17-07-01475 «Region Resilience to Cascading Failures across Interdependent Critical Infra-structure Lifeline Networks». Project Manager Kirillov I.A.
Understanding the nature and patterns of various types of interdependencies between the individual systems of the region’s critical infrastructure (power generation, telecommunications, gas, transportation, water, etc.) is necessary to identify and minimize risks, mitigate the consequences and effectively recover from a cascade spreading of functional failures and structural damage. This problem is of particular relevance for isolated (for one reason or another) regions that have limited capacity to restore, replace, and use the reserves and resources of neighboring regions. The goal of the project is the development, verification and validation of a quantitative method of risk-informed resilience assessment (measures of structural-functional and adaptive sustainability) of the engineering and technical infrastructure of a particular region to systemic accidents induced or caused by multiple hazardous effects of natural, man-made and anthropogenic character (combined or sequential). In the second phase of the project (2018), two analytical tools were developed for the probabilistic description, analysis, and quantification of the resilience of interdependent life-line networks. First, a general framework to risk-informed quantitative assessment of resilience was proposed, which allows one to explicitly take into account both the stochastic nature of the hypothetical accidents themselves and the uncertainties in management decisions and technical actions in the post-accident period. Secondly, a specific engineering method was proposed for probabilistic description of scenarios for their systemic identification, classification and use in preparing strategies for managing risks and the persistence of critical infrastructure, taking into account the stochastic nature of the dependencies between assets leading to cascade accidents. The need for practical application of the developed tools is illustrated by the example of integrated safety assurance of a transport hub for LNG in the Arctic region. Project participants: Kirillov I.A. (Project Manager), Berberova M.A., Meshcherin S.A., Panteleev V.A.

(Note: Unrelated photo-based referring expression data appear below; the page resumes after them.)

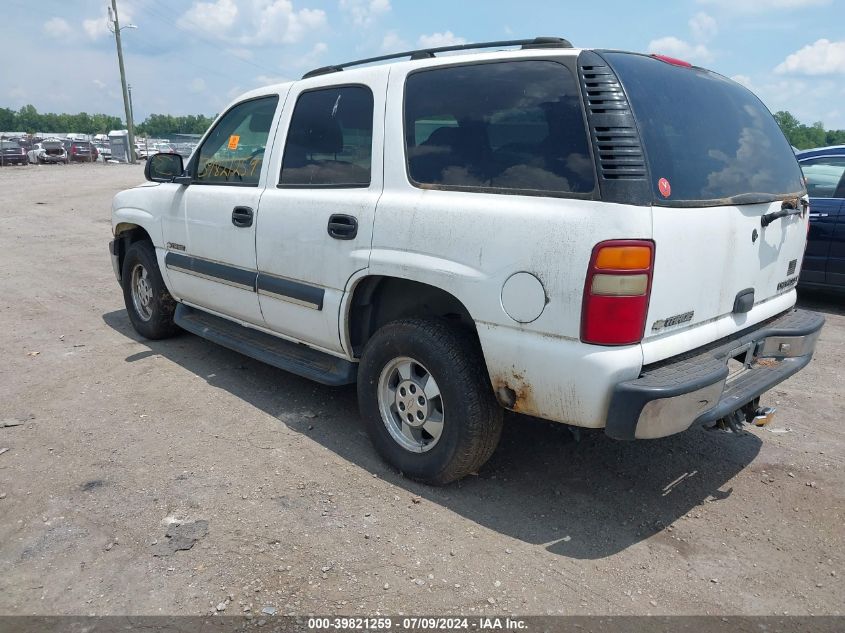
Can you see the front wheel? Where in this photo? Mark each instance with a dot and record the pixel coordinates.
(426, 400)
(147, 299)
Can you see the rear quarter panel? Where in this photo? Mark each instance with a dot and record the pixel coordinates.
(469, 244)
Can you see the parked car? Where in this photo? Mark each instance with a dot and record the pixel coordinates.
(824, 259)
(82, 151)
(539, 230)
(103, 149)
(12, 153)
(50, 150)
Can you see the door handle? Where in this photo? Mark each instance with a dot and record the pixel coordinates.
(242, 216)
(342, 227)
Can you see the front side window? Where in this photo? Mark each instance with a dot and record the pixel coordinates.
(330, 140)
(825, 177)
(506, 126)
(234, 150)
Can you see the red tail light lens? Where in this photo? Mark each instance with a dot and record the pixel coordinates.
(616, 292)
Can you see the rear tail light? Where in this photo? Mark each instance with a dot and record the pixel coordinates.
(616, 292)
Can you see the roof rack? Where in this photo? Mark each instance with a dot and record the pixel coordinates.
(427, 53)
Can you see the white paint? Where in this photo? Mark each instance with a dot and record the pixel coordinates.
(475, 246)
(523, 297)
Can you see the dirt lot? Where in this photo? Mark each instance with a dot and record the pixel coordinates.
(120, 438)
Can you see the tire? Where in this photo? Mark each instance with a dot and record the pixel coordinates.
(147, 299)
(408, 353)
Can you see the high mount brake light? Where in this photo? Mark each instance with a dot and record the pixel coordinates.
(672, 60)
(616, 292)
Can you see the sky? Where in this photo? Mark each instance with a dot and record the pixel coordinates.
(195, 56)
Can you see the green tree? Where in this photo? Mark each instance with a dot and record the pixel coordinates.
(807, 136)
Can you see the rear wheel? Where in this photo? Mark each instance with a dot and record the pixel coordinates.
(147, 299)
(426, 400)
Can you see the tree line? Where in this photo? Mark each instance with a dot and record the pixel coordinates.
(29, 120)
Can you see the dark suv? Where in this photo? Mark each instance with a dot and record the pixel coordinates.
(824, 260)
(82, 151)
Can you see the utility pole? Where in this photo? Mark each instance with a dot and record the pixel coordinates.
(131, 109)
(126, 104)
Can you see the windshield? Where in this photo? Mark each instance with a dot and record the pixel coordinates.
(708, 140)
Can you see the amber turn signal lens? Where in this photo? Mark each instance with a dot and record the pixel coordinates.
(624, 258)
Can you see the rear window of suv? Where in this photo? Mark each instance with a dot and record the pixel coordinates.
(503, 127)
(711, 139)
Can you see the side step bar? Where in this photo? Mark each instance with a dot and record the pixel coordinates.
(293, 357)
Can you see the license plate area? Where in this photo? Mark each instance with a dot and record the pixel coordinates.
(740, 360)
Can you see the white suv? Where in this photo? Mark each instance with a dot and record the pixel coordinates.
(600, 238)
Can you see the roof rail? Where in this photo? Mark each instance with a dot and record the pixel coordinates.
(427, 53)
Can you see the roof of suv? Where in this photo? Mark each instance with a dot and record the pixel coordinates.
(425, 58)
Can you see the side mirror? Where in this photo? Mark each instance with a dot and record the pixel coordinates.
(163, 167)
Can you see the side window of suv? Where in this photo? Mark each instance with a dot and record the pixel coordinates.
(825, 176)
(233, 152)
(330, 140)
(508, 127)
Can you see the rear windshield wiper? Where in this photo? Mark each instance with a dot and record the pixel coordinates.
(787, 208)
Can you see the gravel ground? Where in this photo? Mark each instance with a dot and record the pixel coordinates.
(121, 449)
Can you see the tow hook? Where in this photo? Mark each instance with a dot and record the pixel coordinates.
(751, 413)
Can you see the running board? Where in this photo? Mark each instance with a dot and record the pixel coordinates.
(293, 357)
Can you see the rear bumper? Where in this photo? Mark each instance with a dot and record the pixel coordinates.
(670, 396)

18-07-00225 «Research and development of the “Universal Dictionary of Images” to create a human-machine interface». Project Manager Rykov V.V.
The relevance of the project is evidenced by the measurement of the popularity of subjects on the Internet – a request to the Web on the project topic yields 18,900 results, and the novelty is determined by the specifics, for example, the query «Universal Dictionary of Images» gives the «No results found for» «Universal Dictionary of Images» and 1 result M24.RU – 10 unknown: monsters, stairs, funnels and keys … www.m24.ru/articles/112668/ … The proposed project involves the creation of a bank of various already existing images that are widely distributed and can become a means of interethnic communication for people who have no other channel for information exchange. Such images can include common gestures, signs of orientation on roads, in transport, on the street, in public places and institutions. They will include both individual images and their combinations that make up a single conceptual complex (how to behave at a table, in transport, at a stadium, etc.). It should be noted that the proposed dictionary is designed for interpersonal human communication. Computer recognition of images cannot be the main goal of the project in this case. Orientation to interpersonal communication enables us to choose out images for the dictionary and, not less important, to establish practically feasible tasks at each stage of its creation. For example, at the first stage we will establish the following boundaries: to select one hundred dictionary entries for several groups of images; provide them with vocabulary explanations in Russian, English and one more language of potential consumers, break them into the appropriate groups, etc. This will give us an idea of how to organize work experience, which will later become the habitual skills of creating vocabulary articles. This will also give us concrete parameters for the work in future — which performers and materials we will need, the time parameters for the second and subsequent stages, etc. It will be easy for us to get one hundred such and similar subjects, to present them in computer embodiment and to offer as a model of the future vocabulary that will be constantly replenished, both in terms of improving existing articles and creating new vocabulary units and even entire thematic complexes. Project participants: Rykov V.V. (Project Manager), Zolotarev O.V., Mestetsky L.M., Orlov D.E., Solomonick A.B., Tiras Kh.P., Khakimova A.Kh.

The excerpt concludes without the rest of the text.